A friend of ours, twenty years our senior, recently asked me how our son was liking school. He reflected on how he could still remember standing at the bus stop with his daughter when she was in first grade. Then he paused and said, “and now I’m in my sixties and she has her master’s degree. It goes by in a blink kiddo.” But much like I can’t allow myself to linger on the brink of a mid-life crisis I can’t let the sadness rob me of the joy today holds.
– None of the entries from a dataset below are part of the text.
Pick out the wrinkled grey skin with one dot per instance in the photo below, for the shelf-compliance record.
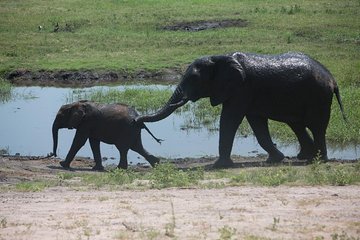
(291, 88)
(109, 123)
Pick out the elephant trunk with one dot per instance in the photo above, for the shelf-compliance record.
(55, 131)
(177, 100)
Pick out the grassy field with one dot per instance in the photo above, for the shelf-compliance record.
(127, 35)
(167, 175)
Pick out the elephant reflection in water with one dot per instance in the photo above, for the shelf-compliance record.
(109, 123)
(291, 88)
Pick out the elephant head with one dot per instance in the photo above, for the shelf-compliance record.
(68, 116)
(217, 77)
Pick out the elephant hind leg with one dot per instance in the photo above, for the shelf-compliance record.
(318, 127)
(78, 141)
(261, 130)
(307, 148)
(138, 147)
(123, 164)
(95, 148)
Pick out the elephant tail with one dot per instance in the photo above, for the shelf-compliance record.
(156, 139)
(337, 94)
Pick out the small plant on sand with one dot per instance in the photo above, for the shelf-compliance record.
(3, 223)
(227, 233)
(116, 177)
(167, 175)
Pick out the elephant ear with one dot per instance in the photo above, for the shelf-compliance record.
(77, 114)
(228, 78)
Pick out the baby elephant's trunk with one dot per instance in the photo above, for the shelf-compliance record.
(156, 139)
(55, 131)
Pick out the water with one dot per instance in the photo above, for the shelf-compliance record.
(25, 128)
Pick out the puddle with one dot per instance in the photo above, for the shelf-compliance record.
(26, 129)
(205, 25)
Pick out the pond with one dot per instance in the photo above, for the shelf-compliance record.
(26, 122)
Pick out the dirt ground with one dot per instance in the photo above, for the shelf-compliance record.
(245, 212)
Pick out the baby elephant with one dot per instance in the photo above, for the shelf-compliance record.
(109, 123)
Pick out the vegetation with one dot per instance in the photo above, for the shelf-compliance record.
(167, 175)
(5, 90)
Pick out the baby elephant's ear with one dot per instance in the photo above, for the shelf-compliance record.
(228, 77)
(77, 114)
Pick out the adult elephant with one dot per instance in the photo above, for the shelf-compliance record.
(109, 123)
(291, 88)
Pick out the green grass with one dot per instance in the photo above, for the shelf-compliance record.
(125, 35)
(5, 90)
(167, 175)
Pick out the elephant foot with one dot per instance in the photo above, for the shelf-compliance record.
(98, 168)
(65, 164)
(153, 161)
(275, 158)
(122, 166)
(305, 155)
(322, 158)
(223, 164)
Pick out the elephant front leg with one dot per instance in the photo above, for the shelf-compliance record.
(229, 123)
(79, 141)
(95, 148)
(307, 148)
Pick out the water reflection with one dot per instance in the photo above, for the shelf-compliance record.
(26, 129)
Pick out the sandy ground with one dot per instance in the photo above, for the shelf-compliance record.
(227, 213)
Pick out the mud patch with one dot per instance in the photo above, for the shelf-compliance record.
(205, 25)
(86, 78)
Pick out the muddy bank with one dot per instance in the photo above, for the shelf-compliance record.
(87, 78)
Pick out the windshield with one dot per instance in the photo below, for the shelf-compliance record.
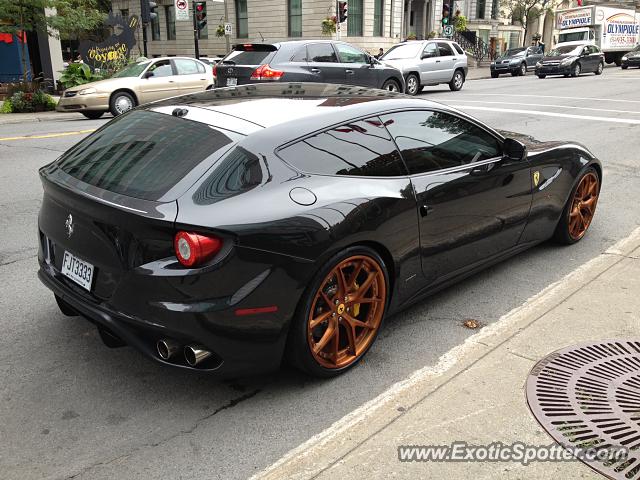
(513, 52)
(408, 50)
(565, 50)
(133, 70)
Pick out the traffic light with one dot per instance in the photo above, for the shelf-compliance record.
(148, 10)
(342, 12)
(201, 15)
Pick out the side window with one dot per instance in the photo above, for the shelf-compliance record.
(432, 141)
(431, 50)
(349, 54)
(444, 49)
(321, 52)
(360, 148)
(161, 69)
(186, 67)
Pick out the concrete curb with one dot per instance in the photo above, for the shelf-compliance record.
(342, 438)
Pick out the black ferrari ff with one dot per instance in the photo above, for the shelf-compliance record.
(227, 230)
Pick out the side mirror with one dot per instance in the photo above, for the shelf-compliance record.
(514, 150)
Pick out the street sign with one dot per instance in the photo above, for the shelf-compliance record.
(182, 10)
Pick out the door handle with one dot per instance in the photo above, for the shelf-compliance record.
(425, 209)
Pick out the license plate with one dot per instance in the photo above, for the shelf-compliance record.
(77, 270)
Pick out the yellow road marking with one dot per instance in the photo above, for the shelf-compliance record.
(48, 135)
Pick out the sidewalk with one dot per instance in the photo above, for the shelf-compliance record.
(476, 392)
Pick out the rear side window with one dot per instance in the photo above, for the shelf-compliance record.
(360, 148)
(143, 154)
(321, 52)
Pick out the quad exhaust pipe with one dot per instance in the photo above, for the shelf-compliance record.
(195, 354)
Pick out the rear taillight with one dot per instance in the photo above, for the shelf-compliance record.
(193, 249)
(265, 72)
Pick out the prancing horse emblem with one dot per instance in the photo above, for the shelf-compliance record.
(69, 226)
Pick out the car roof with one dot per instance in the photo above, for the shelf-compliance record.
(285, 109)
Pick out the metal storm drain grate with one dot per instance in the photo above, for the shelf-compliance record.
(587, 397)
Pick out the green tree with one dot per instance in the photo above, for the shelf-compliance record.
(66, 18)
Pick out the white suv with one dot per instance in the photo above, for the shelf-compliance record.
(428, 62)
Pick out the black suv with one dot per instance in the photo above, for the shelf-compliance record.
(322, 61)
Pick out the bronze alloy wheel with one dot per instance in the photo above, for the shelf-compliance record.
(583, 205)
(346, 312)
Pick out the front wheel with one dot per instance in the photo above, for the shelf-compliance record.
(599, 69)
(457, 81)
(391, 86)
(575, 71)
(340, 314)
(580, 208)
(413, 84)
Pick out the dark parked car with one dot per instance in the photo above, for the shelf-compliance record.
(631, 59)
(323, 61)
(220, 231)
(572, 59)
(516, 61)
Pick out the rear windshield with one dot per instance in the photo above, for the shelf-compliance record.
(143, 154)
(249, 54)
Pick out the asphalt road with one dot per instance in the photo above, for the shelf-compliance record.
(72, 408)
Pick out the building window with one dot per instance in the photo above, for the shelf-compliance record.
(242, 19)
(155, 28)
(295, 18)
(354, 20)
(378, 15)
(170, 15)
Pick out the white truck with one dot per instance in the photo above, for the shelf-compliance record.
(616, 31)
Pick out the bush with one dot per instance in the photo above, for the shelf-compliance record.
(22, 102)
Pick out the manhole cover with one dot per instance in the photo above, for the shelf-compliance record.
(588, 397)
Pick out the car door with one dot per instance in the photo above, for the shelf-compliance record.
(472, 202)
(357, 66)
(430, 65)
(192, 76)
(322, 63)
(158, 81)
(447, 62)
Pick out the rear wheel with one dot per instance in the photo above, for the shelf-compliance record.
(576, 69)
(413, 84)
(92, 114)
(457, 81)
(391, 85)
(599, 69)
(580, 208)
(121, 102)
(339, 317)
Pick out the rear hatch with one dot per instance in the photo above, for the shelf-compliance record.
(109, 203)
(236, 68)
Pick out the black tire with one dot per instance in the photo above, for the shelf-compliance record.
(413, 84)
(119, 101)
(65, 308)
(576, 69)
(92, 114)
(561, 234)
(391, 85)
(600, 69)
(457, 81)
(298, 351)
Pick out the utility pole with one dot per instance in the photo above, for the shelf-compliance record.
(226, 20)
(196, 33)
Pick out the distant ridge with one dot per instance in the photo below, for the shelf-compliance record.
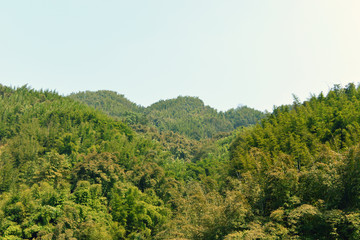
(185, 115)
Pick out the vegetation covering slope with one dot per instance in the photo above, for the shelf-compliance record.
(68, 171)
(185, 115)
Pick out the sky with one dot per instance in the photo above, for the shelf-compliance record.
(226, 52)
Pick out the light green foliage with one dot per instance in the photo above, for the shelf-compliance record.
(68, 171)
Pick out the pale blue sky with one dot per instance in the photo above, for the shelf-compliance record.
(253, 52)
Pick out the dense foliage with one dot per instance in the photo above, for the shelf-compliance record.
(185, 115)
(68, 171)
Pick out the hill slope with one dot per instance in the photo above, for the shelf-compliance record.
(185, 115)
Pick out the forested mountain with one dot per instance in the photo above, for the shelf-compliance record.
(185, 115)
(68, 171)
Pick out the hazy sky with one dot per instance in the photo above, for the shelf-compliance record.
(256, 53)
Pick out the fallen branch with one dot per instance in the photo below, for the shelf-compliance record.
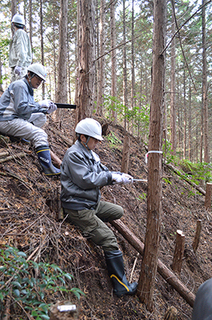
(18, 155)
(65, 139)
(168, 275)
(16, 177)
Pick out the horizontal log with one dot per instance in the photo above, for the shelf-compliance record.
(167, 274)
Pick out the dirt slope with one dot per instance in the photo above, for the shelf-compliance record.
(29, 218)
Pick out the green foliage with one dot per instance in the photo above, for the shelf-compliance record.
(113, 139)
(28, 283)
(142, 196)
(138, 116)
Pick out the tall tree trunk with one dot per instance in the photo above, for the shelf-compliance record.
(101, 82)
(41, 43)
(124, 66)
(149, 265)
(86, 59)
(173, 89)
(185, 115)
(30, 23)
(133, 64)
(61, 92)
(113, 56)
(189, 125)
(13, 10)
(204, 86)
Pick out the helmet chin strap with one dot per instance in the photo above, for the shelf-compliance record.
(86, 143)
(30, 78)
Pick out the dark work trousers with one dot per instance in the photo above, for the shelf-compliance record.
(92, 223)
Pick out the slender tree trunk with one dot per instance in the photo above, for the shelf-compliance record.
(189, 126)
(133, 64)
(124, 66)
(149, 264)
(173, 86)
(30, 24)
(101, 83)
(41, 43)
(185, 115)
(204, 87)
(86, 59)
(61, 92)
(113, 56)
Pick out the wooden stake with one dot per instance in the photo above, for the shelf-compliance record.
(169, 276)
(171, 314)
(208, 195)
(178, 252)
(125, 155)
(197, 235)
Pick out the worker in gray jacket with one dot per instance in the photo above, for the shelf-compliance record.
(22, 117)
(20, 53)
(82, 176)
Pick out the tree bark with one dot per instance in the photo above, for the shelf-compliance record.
(167, 274)
(125, 155)
(173, 86)
(149, 265)
(124, 67)
(204, 87)
(179, 252)
(101, 82)
(113, 56)
(86, 59)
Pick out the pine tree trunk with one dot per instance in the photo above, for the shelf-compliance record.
(86, 59)
(113, 56)
(149, 264)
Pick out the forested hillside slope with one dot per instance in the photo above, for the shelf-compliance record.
(30, 222)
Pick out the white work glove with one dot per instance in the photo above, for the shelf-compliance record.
(17, 70)
(117, 177)
(52, 107)
(126, 178)
(48, 105)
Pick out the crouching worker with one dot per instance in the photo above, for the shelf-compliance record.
(82, 176)
(22, 117)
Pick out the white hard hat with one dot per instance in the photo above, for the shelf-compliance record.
(89, 127)
(18, 18)
(38, 69)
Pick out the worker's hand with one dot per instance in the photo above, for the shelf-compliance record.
(126, 178)
(48, 105)
(52, 107)
(117, 177)
(17, 70)
(45, 104)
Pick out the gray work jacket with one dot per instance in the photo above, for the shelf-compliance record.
(20, 50)
(82, 175)
(18, 102)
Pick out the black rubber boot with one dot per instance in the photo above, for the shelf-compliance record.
(44, 157)
(115, 266)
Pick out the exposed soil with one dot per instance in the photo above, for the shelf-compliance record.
(29, 218)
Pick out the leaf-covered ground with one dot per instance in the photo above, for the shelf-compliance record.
(29, 220)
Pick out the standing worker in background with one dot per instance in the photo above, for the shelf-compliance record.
(82, 176)
(20, 53)
(22, 117)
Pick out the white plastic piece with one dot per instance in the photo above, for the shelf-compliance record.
(67, 307)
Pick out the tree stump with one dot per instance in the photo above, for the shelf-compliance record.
(171, 314)
(55, 314)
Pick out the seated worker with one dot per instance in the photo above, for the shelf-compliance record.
(82, 176)
(22, 117)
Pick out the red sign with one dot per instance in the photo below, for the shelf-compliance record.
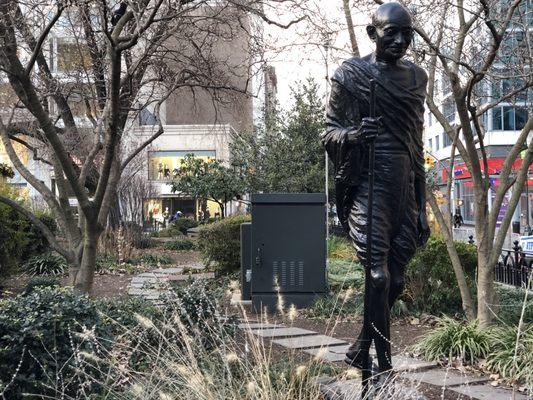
(495, 166)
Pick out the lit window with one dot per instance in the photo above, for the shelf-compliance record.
(164, 165)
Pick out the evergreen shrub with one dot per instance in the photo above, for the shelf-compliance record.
(455, 339)
(511, 361)
(340, 248)
(181, 225)
(220, 242)
(49, 263)
(39, 335)
(181, 244)
(39, 282)
(510, 303)
(430, 283)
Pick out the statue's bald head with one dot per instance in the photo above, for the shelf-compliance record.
(391, 12)
(392, 31)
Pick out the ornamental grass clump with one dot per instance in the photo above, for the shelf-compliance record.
(455, 340)
(511, 354)
(49, 263)
(340, 248)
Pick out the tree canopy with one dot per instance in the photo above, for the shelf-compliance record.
(208, 180)
(286, 154)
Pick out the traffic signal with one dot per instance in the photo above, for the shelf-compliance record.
(429, 161)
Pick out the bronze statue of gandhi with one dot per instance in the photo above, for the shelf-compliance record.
(398, 224)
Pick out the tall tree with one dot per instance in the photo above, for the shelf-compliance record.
(470, 49)
(208, 180)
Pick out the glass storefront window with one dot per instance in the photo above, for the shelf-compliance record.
(508, 118)
(164, 165)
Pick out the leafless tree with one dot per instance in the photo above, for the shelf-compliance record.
(73, 108)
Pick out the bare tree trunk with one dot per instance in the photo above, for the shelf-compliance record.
(466, 297)
(85, 276)
(351, 31)
(485, 283)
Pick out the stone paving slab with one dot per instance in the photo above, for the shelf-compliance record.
(259, 325)
(207, 275)
(488, 392)
(282, 332)
(440, 377)
(307, 342)
(326, 354)
(403, 364)
(143, 292)
(351, 390)
(168, 271)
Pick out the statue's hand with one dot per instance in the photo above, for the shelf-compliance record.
(368, 131)
(423, 228)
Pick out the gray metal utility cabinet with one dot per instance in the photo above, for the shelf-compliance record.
(288, 249)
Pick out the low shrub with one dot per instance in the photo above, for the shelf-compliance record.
(118, 314)
(105, 262)
(511, 359)
(510, 303)
(455, 339)
(39, 334)
(39, 282)
(182, 244)
(152, 260)
(45, 264)
(220, 242)
(19, 238)
(146, 243)
(430, 283)
(340, 248)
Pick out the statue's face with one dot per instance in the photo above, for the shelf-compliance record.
(392, 31)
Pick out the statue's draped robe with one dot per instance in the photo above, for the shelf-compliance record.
(398, 164)
(402, 112)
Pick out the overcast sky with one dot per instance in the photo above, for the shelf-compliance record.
(303, 55)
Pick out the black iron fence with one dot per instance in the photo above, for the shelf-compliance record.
(514, 267)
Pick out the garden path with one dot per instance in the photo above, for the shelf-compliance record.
(151, 285)
(330, 349)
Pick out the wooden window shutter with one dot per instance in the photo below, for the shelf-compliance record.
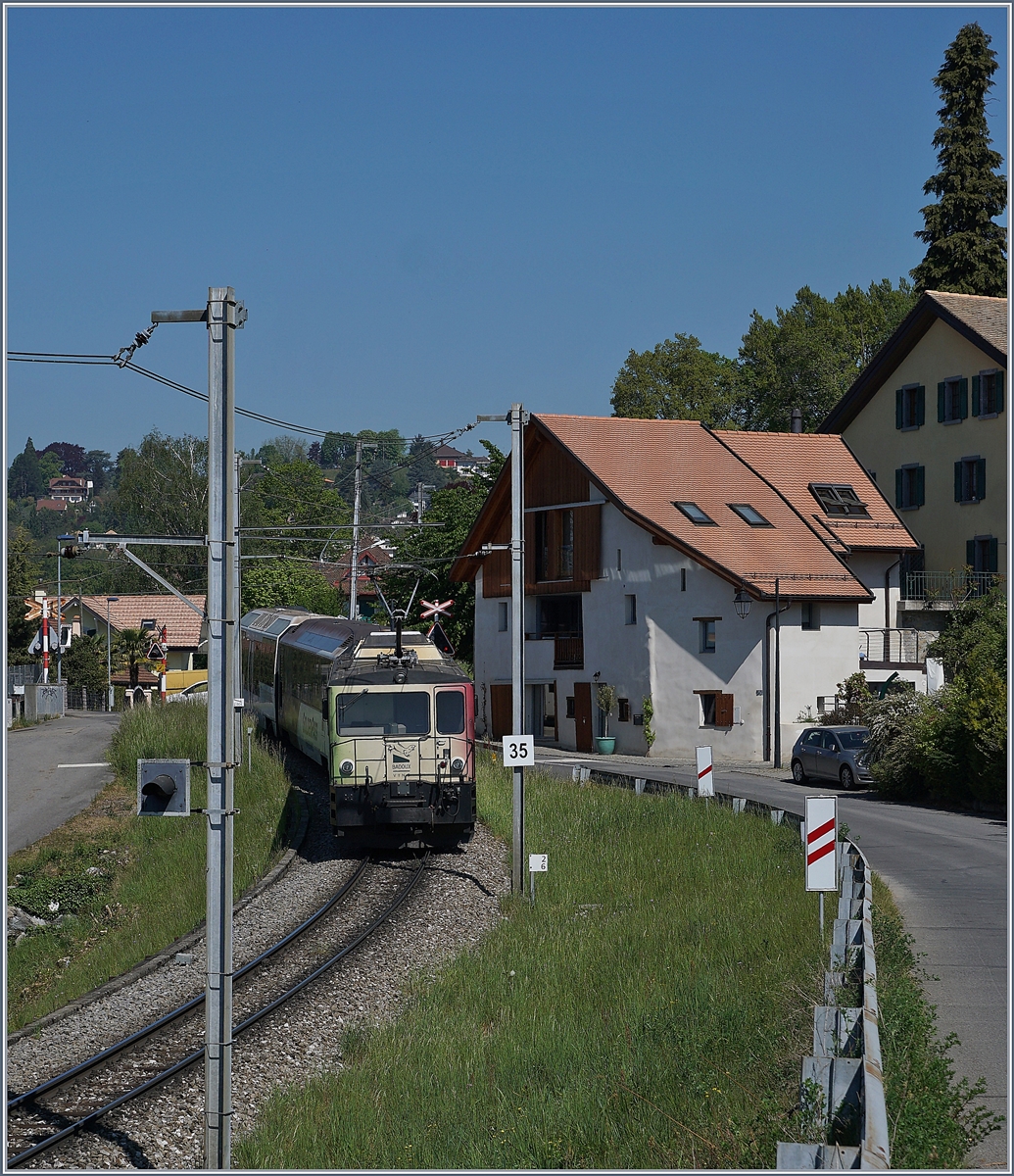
(587, 541)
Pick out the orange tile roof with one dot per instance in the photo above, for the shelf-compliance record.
(791, 462)
(645, 466)
(182, 624)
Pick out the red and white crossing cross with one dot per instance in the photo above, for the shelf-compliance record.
(821, 838)
(432, 609)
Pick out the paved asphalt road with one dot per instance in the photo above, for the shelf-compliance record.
(41, 795)
(948, 875)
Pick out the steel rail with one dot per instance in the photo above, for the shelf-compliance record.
(91, 1063)
(192, 1058)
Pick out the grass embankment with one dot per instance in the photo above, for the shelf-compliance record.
(130, 886)
(934, 1118)
(650, 1011)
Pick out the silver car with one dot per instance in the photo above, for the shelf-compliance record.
(832, 753)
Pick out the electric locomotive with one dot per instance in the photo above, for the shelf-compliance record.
(388, 715)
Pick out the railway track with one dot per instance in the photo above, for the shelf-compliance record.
(75, 1101)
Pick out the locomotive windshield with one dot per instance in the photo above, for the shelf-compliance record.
(399, 712)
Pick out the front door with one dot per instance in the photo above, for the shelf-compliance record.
(582, 716)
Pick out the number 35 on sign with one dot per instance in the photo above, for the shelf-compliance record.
(519, 751)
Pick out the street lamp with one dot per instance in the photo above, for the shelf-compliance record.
(110, 651)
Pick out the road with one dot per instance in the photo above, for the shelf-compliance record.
(40, 794)
(947, 873)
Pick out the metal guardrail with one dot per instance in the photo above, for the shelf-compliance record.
(843, 1082)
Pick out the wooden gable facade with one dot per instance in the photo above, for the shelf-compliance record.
(562, 528)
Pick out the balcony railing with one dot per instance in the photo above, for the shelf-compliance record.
(947, 588)
(568, 653)
(897, 648)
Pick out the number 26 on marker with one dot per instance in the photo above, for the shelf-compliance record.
(519, 751)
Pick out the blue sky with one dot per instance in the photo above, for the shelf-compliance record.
(431, 213)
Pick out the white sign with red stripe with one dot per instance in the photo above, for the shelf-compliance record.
(706, 779)
(821, 838)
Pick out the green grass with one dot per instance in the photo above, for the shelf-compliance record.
(934, 1118)
(650, 1011)
(130, 886)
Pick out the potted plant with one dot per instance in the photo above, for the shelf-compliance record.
(605, 698)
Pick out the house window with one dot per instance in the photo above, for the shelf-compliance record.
(695, 513)
(909, 407)
(951, 400)
(969, 480)
(716, 709)
(839, 500)
(631, 610)
(707, 630)
(748, 514)
(983, 553)
(909, 487)
(987, 393)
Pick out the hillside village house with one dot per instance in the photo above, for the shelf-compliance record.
(186, 634)
(927, 418)
(639, 535)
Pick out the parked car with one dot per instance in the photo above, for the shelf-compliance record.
(832, 753)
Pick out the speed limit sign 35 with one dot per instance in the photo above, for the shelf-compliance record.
(519, 751)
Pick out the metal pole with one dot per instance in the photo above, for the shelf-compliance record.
(221, 318)
(777, 675)
(517, 633)
(353, 568)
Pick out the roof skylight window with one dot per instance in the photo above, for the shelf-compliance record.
(695, 513)
(749, 514)
(839, 500)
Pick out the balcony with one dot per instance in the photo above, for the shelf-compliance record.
(568, 653)
(943, 589)
(893, 648)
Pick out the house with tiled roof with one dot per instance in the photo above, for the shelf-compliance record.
(186, 632)
(927, 418)
(645, 541)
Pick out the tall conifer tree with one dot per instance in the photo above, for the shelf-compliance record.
(967, 252)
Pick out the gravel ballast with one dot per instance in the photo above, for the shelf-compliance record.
(452, 906)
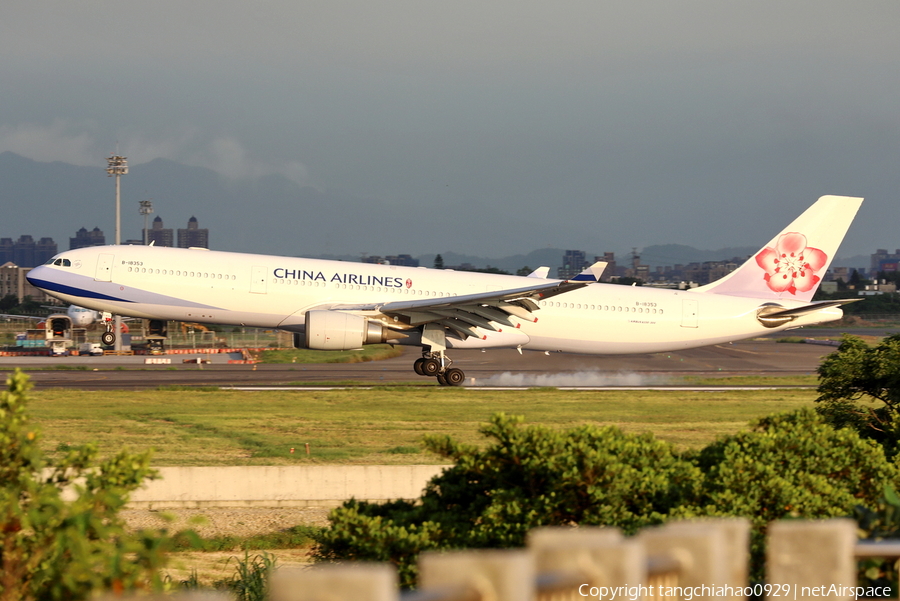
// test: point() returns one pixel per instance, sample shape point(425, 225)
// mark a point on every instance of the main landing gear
point(437, 364)
point(109, 336)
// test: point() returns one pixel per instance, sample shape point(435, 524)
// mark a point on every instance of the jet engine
point(339, 331)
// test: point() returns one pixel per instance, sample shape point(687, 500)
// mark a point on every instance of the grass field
point(380, 426)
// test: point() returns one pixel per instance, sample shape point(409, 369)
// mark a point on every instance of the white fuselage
point(275, 292)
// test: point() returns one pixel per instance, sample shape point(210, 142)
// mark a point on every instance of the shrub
point(859, 388)
point(790, 465)
point(55, 548)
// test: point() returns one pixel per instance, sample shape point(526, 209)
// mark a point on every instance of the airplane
point(332, 305)
point(80, 317)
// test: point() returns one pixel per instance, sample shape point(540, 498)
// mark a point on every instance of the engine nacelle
point(339, 331)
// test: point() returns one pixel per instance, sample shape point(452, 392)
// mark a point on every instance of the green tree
point(56, 547)
point(790, 465)
point(859, 388)
point(9, 302)
point(527, 476)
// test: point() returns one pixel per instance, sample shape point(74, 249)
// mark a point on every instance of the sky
point(502, 126)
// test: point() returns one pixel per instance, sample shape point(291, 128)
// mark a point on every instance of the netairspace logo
point(580, 378)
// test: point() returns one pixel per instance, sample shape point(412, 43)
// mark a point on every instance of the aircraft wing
point(486, 310)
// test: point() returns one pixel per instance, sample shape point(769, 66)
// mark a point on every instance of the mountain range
point(269, 214)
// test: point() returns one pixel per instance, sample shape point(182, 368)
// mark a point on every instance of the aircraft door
point(689, 313)
point(258, 279)
point(104, 268)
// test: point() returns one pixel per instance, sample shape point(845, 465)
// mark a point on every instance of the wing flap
point(465, 314)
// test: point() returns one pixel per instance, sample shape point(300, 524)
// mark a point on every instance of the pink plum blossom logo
point(792, 265)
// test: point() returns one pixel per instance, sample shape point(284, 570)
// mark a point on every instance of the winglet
point(793, 263)
point(592, 273)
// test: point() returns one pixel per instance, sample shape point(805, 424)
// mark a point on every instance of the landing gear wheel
point(454, 377)
point(430, 367)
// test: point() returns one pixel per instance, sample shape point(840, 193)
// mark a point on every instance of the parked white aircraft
point(81, 317)
point(337, 306)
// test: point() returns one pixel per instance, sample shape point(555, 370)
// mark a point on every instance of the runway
point(494, 368)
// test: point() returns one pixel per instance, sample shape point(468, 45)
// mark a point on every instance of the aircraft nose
point(37, 276)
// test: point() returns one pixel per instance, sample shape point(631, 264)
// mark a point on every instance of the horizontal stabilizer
point(793, 263)
point(541, 272)
point(773, 316)
point(592, 273)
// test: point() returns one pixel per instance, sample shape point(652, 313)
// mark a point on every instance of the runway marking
point(731, 348)
point(521, 388)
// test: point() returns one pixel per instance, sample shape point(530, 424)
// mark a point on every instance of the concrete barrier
point(281, 486)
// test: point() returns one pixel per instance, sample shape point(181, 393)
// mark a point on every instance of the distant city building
point(159, 235)
point(610, 271)
point(12, 281)
point(84, 238)
point(23, 251)
point(6, 250)
point(402, 260)
point(192, 236)
point(882, 260)
point(574, 262)
point(44, 250)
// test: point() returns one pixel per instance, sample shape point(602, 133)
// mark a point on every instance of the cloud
point(58, 141)
point(226, 155)
point(583, 378)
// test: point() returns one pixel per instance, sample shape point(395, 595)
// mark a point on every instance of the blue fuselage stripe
point(72, 291)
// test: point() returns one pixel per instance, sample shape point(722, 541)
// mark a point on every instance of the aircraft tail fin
point(793, 263)
point(591, 273)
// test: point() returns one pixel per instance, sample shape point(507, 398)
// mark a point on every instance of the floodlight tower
point(145, 209)
point(117, 166)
I love road trips. Especially ones with my husband when there is good music, lively conversation, and beef jerky. It occurred to me over this past weekend as we drove on some favorite roads along the St. Croix River, that life is like a road trip. The destination is of utmost importance, but it is best not to be in a rush to arrive. The journey is to be savored with close companions and snacks. Birthdays are like the mile markers you pass by – sometimes you notice the number and other times you’re completely unaware. I spent aportion of this last year thinking I was a year older than I am. Scenic overviews are the milestone birthdays, take a moment to pause, enjoy the view from that spot, but don’t stay too long – there is no overnight parking. There are miles ahead of you, new experiences to be had, so keep moving.
Birthdays, regardless of the year are to be celebrated. Mine is today. It began with a little boy whispering I love you and singing happy birthday. He even let me hold his hand on the way to the bus stop and that was the best gift I could’ve gotten today. I doubt I have many birthdays left that will hold such sweetness, so I’m sure thankful for this one. Time is passing, life is happening. The cliche of today being a gift and tomorrow not being promised – both are true. Fill your days with who and what you love!